De l’avis du tribunal, la prudence était de mise en raison du fait qu’une erreur significative se trouvait au devis d’appel d’offres. En présence d’une telle erreur Piedmont aurait dû baser le rejet de la soumission d’Uniroc sur des données fiables lui permettant d’évaluer chaque soumission afin d’écarter toutes celles qui sont débalancées. Or, dans le cadre du processus d’évaluation des soumissions, Piedmont n’a pas cherché à obtenir une évaluation de ce que constituait un « prix raisonnable » avant de rejeter la soumission d’Uniroc. Dans le cas présent, Piedmont aurait dû s’assurer que les autres soumissionnaires avaient eux aussi présenté des prix raisonnables avant d’écarter la soumission d’Uniroc afin de respecter le principe de l’égalité des soumissionnaires.

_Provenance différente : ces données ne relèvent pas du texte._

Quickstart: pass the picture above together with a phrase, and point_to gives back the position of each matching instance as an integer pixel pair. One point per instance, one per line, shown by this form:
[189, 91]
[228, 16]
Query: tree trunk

Finalement, la juge de première instance rejette le recours à l’encontre de BH puisqu’elle estime qu’aucune preuve n’a été faite de l’entente liant Piedmont à BH.

Puisque Piedmont a fait usage de son pouvoir discrétionnaire de façon arbitraire et illégale, la juge condamne Piedmont à verser à Uniroc la somme de 169 539,04 $, soit la somme équivalente aux profits qu’Uniroc aurait réalisés si le contrat lui avait été octroyé.

Cour d’appel

La décision est portée en appel par Piedmont ainsi que par Uniroc. De son côté, Piedmont porte appel de sa condamnation à verser à Uniroc la somme de 169 539,04 $ alors qu’Uniroc prétend que la juge de première instance n’aurait pas dû rejeter son recours contre BH.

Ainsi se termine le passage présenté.